A guest artist from South Korea visiting Red Rocket — a parlor located in Manhattan — completed Winick’s first piece. His second piece, a vivid astronaut with a reflection of Earth in the helmet, is located on his thigh. It has a much more mysterious background. Its story is “kind of weird,” Winick said.
Though the idea was conceived at about the same time as the first piece, he waited an additional two summers before getting it done.
“I had a super lucid dream,” Winick said. “It was a really strange experience, and it kind of left the impression in my mind that everything is OK in life and that you have to just take a step back to appreciate that.”
Though the image of the astronaut didn’t actually appear in his dream, Winick said that when he awoke, the image was deeply seared into his mind, even though the rest of the specific details of the dream were fleeting.
“It just reminds me that there is always a bigger picture,” Winick said.
It is easy to assume that the piece has some sort of relationship to his aerospace engineering major, but the two are completely unrelated.
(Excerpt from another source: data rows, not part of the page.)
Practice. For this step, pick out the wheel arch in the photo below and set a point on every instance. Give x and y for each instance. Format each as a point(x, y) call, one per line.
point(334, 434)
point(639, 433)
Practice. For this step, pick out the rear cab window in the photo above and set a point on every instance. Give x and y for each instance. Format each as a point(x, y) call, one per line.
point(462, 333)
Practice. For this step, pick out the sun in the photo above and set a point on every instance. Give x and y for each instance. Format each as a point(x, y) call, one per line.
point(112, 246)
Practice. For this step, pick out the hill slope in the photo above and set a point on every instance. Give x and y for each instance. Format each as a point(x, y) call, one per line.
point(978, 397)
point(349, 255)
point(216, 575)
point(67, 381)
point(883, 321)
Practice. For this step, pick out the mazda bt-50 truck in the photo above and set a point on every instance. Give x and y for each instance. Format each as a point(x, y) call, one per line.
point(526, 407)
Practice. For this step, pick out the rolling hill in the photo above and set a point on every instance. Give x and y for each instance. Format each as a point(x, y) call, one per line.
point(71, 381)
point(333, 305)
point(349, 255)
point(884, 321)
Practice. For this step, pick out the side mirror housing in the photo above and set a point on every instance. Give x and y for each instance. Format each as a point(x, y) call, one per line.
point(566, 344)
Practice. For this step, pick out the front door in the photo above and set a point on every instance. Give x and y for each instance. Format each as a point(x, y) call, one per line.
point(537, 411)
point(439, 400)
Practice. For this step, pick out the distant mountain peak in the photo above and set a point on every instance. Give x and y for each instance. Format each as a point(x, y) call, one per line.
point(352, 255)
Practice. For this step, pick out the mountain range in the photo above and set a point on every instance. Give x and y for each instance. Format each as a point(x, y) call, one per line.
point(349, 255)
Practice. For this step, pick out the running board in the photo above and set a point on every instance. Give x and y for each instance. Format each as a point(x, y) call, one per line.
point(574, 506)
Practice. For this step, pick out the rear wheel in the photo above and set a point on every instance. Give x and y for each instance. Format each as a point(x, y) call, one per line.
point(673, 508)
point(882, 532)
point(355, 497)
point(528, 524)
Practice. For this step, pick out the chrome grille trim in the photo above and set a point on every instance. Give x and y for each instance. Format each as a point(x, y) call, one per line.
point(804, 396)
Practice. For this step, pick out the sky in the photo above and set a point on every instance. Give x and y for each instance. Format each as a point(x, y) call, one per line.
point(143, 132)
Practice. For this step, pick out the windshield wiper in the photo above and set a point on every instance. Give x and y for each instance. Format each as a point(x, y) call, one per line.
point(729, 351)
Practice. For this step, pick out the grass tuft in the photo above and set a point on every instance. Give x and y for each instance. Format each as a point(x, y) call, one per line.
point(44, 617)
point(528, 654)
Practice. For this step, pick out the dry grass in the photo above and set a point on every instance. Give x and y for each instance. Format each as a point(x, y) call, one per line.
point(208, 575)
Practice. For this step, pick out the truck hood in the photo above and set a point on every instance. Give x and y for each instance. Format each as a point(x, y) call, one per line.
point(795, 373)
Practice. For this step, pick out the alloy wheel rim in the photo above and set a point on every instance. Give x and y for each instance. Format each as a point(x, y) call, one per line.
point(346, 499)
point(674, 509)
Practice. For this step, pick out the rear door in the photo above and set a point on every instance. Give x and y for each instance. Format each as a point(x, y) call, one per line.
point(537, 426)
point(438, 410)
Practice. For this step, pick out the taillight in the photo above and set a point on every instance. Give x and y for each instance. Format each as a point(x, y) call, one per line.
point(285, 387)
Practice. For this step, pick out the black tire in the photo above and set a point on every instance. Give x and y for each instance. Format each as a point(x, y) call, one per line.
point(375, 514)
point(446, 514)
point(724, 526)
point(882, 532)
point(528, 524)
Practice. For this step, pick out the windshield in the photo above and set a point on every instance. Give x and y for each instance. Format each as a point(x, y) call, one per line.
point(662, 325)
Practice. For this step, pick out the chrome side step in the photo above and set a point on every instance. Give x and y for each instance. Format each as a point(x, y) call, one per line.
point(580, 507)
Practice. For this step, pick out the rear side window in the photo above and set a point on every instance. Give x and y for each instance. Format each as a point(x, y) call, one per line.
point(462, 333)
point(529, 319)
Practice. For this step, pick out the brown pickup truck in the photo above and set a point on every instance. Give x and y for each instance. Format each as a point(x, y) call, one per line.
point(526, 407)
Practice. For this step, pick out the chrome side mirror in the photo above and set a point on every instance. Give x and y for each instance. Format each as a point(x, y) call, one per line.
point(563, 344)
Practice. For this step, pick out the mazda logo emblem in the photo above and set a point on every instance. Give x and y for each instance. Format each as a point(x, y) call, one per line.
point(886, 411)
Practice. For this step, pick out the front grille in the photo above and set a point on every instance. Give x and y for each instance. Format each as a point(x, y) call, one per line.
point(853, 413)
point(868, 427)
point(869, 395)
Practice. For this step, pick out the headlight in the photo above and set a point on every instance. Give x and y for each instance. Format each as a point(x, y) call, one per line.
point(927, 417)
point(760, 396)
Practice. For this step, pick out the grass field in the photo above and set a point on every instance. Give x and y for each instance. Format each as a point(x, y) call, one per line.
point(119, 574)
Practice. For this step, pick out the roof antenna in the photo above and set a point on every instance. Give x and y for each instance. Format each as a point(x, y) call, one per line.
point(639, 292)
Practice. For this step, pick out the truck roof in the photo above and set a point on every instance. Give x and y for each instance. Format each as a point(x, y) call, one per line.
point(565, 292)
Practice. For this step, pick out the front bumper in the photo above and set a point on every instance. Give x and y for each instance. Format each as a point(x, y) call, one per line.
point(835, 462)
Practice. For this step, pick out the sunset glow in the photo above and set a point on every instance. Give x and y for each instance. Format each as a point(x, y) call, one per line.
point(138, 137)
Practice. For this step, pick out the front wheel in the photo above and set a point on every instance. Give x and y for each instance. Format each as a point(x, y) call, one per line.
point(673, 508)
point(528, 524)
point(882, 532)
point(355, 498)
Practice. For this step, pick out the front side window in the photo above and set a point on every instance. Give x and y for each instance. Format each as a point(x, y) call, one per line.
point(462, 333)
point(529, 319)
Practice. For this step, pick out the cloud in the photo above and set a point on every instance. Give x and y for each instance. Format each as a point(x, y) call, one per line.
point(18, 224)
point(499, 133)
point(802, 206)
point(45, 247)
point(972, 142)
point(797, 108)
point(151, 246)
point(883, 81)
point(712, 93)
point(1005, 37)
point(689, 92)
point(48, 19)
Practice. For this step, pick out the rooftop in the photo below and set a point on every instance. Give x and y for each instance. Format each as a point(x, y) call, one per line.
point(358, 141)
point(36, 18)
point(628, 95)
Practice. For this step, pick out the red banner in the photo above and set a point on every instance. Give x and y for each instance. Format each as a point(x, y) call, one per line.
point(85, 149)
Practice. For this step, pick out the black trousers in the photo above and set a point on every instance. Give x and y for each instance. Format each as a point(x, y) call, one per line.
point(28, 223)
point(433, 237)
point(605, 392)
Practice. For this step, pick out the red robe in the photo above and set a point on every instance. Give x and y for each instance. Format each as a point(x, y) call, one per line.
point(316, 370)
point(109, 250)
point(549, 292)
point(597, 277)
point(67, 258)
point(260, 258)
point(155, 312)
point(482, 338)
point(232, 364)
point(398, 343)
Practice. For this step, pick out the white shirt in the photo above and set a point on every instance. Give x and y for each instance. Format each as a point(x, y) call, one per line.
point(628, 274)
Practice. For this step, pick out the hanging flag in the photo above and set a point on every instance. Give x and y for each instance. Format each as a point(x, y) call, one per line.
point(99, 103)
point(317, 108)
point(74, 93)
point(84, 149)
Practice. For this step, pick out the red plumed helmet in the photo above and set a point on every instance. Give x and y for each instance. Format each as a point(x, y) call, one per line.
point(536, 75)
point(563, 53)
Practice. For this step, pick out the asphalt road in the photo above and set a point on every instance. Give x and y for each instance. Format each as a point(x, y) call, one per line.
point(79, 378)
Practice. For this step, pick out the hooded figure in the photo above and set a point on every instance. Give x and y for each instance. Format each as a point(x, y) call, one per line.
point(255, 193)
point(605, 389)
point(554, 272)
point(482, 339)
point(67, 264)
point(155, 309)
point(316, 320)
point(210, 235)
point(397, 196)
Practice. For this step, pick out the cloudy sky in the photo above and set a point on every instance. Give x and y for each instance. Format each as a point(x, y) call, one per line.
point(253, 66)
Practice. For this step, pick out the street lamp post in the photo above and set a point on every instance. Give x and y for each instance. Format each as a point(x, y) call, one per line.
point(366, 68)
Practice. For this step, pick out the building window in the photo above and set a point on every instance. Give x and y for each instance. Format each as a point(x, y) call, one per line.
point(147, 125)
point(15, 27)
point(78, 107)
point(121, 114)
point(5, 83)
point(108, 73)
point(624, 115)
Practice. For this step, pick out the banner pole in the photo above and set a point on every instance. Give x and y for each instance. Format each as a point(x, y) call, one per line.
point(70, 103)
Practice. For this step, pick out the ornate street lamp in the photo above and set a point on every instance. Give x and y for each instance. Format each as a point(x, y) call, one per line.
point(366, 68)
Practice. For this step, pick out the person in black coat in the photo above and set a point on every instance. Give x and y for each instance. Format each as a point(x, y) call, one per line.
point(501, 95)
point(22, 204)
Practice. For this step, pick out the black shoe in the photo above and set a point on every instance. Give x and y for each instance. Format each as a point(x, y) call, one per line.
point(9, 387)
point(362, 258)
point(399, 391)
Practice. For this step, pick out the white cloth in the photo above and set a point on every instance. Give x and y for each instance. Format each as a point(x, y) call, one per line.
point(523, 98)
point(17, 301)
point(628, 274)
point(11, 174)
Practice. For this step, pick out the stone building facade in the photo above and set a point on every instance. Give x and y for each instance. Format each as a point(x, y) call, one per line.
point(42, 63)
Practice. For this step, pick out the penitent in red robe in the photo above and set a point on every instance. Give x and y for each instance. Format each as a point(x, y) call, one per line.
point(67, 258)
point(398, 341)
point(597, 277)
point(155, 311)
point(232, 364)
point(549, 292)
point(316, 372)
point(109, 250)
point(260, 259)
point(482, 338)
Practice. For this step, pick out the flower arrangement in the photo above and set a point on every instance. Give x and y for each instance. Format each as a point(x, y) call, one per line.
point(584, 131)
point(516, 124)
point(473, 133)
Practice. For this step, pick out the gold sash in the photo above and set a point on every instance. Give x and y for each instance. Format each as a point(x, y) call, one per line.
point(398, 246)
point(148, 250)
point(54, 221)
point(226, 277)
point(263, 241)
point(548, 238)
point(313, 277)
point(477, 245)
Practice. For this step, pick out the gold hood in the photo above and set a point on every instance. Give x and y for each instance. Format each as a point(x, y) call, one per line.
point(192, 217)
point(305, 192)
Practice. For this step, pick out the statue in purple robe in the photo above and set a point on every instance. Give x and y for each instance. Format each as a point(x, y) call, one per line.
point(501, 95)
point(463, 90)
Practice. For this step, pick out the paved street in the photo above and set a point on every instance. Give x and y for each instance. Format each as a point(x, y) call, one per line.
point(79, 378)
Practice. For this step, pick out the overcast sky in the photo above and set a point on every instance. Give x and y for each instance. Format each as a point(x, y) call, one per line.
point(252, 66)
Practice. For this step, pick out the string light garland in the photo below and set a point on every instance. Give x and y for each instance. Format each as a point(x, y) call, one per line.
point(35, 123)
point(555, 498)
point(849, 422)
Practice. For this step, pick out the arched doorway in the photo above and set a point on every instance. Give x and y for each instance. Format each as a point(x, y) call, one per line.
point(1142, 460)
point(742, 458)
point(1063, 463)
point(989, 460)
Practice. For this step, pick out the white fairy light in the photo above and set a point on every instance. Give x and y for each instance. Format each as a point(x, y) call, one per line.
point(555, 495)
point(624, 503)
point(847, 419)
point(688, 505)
Winick said he came up with the idea for the tattoo before he decided what he wanted to do with his life.
Winick’s friend and Phi Gamma Delta fraternity brother, who does a lot of work with computer art, sketched out the original idea for the piece.
“After he sketched out a draft for me, I had a good idea from the drawing of what I wanted it to look like,” Winick said.
He brought it to Derek Martinez at Red Rocket, and from there he left everything open to the artist’s interpretation. Winick said he was worried that the image of Earth’s reflection in the astronaut’s helmet wouldn’t come across in ink, but it turned out better than he expected.
Because both pieces are so concealed, Winick said people are often surprised to learn that he has such massive and extensive tattoos. However, he still enjoys having them.
Said Winick: “I like them now even more than when I got them. I think that they’ve grown on me.”